Viewing a 22-23 MP image at 100% on a 23" HD monitor is like looking at a piece of a 60"x40" enlargement.
Viewing an 88-90MP image at 100% on the same monitor is like looking at a piece of a 120"x80" enlargement.
Viewing the 88-90M image at 50% gives the same enlargement size as viewing the 22-23MP image at 100%. Both are the same sized piece of a 60"x40" enlargement.
Since noise is random (that's what makes it "noise"), averaging multiple noisy pixels together makes the averaged larger pixel less noisy and reduces the standard deviation between each pixel than the four smaller pixels it replaced.
Possibility of noise is defined by Signal-To-Noise ratio (SNR). SNR affects readout of the pixel. Larger pixels generally have better SNR than smaller ones. That's why FF camera with can achieve higher ISO with less noise than ASPC camera with similar number of pixels.

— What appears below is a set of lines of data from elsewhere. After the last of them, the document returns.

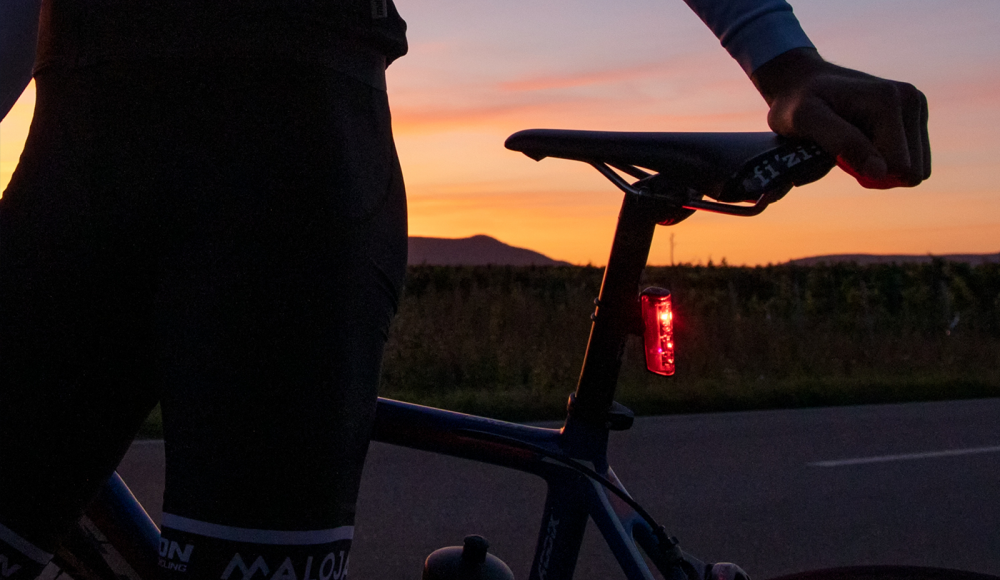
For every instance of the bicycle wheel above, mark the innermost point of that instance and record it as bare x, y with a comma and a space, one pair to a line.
887, 573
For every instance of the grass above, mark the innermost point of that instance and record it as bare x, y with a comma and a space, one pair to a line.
508, 342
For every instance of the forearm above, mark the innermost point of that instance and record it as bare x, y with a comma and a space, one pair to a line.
752, 31
18, 36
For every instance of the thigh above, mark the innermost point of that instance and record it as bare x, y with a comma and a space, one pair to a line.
278, 281
75, 319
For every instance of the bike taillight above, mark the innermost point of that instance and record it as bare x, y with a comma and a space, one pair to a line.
658, 319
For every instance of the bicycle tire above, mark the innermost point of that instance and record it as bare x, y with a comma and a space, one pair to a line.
886, 573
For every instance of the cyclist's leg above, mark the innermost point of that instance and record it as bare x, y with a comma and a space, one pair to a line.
278, 282
75, 321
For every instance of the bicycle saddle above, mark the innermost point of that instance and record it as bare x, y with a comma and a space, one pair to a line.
702, 161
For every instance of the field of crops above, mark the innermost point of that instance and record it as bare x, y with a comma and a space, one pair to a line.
509, 341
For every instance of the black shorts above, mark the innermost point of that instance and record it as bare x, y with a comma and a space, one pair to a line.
227, 238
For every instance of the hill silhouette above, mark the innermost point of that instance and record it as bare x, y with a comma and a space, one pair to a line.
863, 259
474, 251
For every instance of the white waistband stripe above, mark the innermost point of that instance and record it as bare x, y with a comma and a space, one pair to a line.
252, 536
24, 546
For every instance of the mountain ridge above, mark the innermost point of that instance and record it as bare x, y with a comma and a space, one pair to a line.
478, 250
482, 250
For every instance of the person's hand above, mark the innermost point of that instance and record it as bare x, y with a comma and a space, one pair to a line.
876, 128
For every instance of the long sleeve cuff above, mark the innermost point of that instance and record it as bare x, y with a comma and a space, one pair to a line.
752, 31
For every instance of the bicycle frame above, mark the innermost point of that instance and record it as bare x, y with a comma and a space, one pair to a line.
117, 521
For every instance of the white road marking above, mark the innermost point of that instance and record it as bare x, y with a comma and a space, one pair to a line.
905, 457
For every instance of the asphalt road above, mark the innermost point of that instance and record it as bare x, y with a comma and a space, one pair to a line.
775, 491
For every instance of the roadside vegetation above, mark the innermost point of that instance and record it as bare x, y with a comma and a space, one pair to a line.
508, 342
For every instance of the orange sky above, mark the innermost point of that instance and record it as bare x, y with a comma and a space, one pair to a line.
478, 71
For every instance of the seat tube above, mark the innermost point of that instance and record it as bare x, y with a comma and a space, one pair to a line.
617, 310
561, 534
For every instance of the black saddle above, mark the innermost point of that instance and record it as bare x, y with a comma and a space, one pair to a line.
711, 163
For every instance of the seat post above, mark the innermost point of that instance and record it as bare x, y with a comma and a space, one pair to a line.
617, 314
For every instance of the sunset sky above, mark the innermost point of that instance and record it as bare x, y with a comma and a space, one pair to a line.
479, 70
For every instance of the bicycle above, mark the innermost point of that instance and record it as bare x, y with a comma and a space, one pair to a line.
674, 172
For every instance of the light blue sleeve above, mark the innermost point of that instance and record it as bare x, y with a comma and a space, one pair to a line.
752, 31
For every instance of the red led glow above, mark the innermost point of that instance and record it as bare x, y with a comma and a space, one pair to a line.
658, 319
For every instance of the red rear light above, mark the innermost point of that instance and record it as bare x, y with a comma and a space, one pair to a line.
658, 318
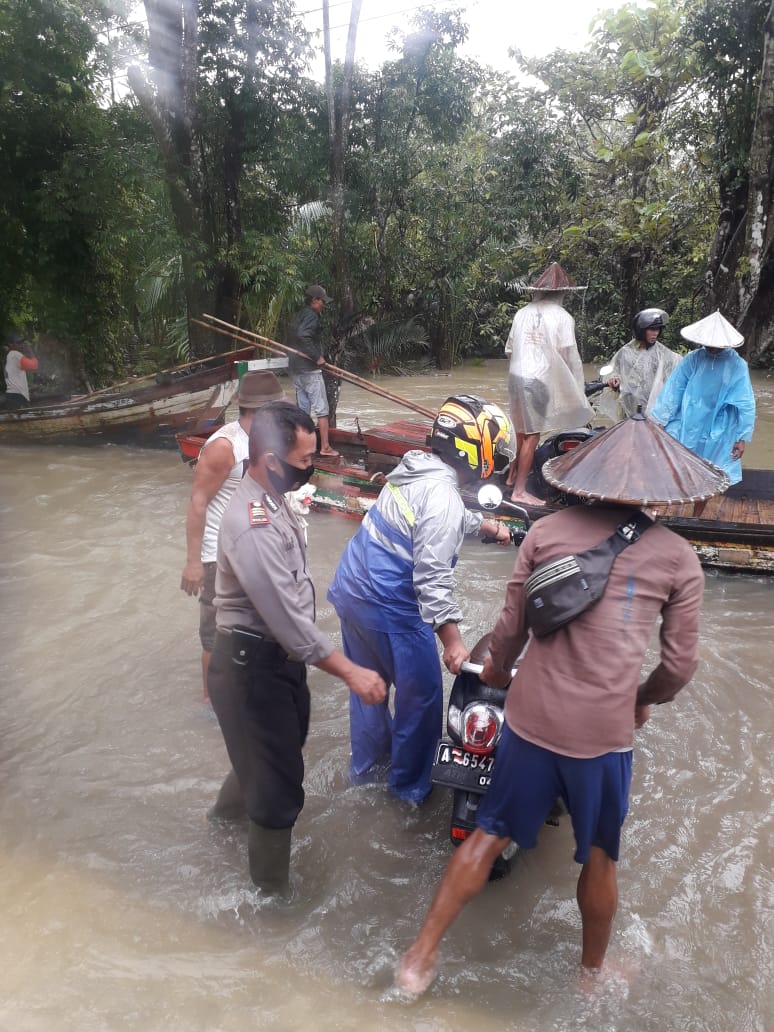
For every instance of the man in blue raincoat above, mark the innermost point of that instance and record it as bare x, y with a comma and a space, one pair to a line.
707, 404
393, 591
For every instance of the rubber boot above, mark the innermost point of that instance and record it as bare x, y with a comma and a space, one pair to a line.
268, 855
230, 803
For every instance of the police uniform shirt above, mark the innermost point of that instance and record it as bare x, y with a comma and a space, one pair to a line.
262, 580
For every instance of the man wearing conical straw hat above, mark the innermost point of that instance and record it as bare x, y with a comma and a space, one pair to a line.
545, 378
707, 404
570, 716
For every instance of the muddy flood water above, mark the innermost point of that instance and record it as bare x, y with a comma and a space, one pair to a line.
125, 909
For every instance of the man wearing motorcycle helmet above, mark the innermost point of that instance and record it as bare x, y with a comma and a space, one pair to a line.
642, 366
393, 591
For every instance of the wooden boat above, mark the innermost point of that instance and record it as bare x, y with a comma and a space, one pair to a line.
736, 531
148, 411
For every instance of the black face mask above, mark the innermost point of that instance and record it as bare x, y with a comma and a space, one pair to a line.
291, 477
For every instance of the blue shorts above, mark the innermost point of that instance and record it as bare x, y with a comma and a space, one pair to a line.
310, 392
526, 781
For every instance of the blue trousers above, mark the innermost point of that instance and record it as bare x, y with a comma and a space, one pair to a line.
407, 740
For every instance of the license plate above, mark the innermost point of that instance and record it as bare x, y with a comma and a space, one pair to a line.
456, 768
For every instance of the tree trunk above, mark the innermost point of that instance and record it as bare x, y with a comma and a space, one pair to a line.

But let's for now consider that both large and small pixel have same SNR. When you read large pixel, you get read noise X. When you read small pixel, you get read noise X as well (because we are considering same SNR). To create large pixel from small ones, you need to read 4 of them because combining happens on digital representation, not analog => input read noise is 4 times X. Now your digital processor has to work to average that 4X. Since it has in theory 4 times more information, it can produce better result than readout from large pixel.

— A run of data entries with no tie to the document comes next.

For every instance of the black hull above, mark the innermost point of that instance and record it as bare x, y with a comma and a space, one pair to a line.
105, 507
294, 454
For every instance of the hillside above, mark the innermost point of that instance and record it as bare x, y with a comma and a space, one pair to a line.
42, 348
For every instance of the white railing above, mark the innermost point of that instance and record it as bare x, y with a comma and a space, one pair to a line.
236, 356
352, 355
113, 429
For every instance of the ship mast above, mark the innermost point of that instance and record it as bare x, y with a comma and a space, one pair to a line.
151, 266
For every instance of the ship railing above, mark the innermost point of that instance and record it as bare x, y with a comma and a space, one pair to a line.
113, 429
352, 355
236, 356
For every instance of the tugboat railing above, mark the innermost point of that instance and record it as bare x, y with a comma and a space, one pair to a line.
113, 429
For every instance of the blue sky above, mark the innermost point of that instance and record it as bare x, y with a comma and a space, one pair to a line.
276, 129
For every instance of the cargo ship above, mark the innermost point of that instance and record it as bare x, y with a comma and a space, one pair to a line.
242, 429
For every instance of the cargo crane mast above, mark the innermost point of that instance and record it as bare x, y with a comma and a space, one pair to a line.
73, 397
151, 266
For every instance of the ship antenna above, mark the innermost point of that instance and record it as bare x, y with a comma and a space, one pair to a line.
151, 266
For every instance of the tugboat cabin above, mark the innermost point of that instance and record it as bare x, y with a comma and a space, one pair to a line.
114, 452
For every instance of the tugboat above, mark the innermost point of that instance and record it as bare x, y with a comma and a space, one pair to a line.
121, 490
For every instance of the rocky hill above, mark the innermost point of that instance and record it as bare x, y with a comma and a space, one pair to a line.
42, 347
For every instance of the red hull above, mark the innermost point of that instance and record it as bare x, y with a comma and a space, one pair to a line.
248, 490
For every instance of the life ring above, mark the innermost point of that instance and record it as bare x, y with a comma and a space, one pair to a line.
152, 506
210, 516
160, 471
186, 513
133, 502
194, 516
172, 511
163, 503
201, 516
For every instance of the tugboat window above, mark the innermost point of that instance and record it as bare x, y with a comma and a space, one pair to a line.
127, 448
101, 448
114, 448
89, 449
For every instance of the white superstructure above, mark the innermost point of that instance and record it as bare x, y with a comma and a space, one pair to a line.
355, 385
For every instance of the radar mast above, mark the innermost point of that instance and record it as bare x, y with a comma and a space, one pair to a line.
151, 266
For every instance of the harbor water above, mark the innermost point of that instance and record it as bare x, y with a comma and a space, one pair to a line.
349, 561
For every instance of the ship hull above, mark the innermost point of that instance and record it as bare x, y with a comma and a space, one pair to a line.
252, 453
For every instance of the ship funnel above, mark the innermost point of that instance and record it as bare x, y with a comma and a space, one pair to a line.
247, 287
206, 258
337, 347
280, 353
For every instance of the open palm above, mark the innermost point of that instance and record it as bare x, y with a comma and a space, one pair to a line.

But that is just theory because large and small pixel does not have same SNR - that is the whole point why we don't have only high megapixel cameras with ability to bin pixels. Using smaller pixels reduces sensitivity and dynamic range. There is also fill factor - not whole area of pixel is photo sensitive. Fill factor means how big area of the pixel really captures the light. Fill factor is dependent on manufacturing technology but again, larger pixel has larger fill factor than smaller one because amount of electronics does not increase with pixel size. There are other technologies like microlenses or back illuminated sensors which improve fill factor significantly but they are much easier to do right on larger pixels.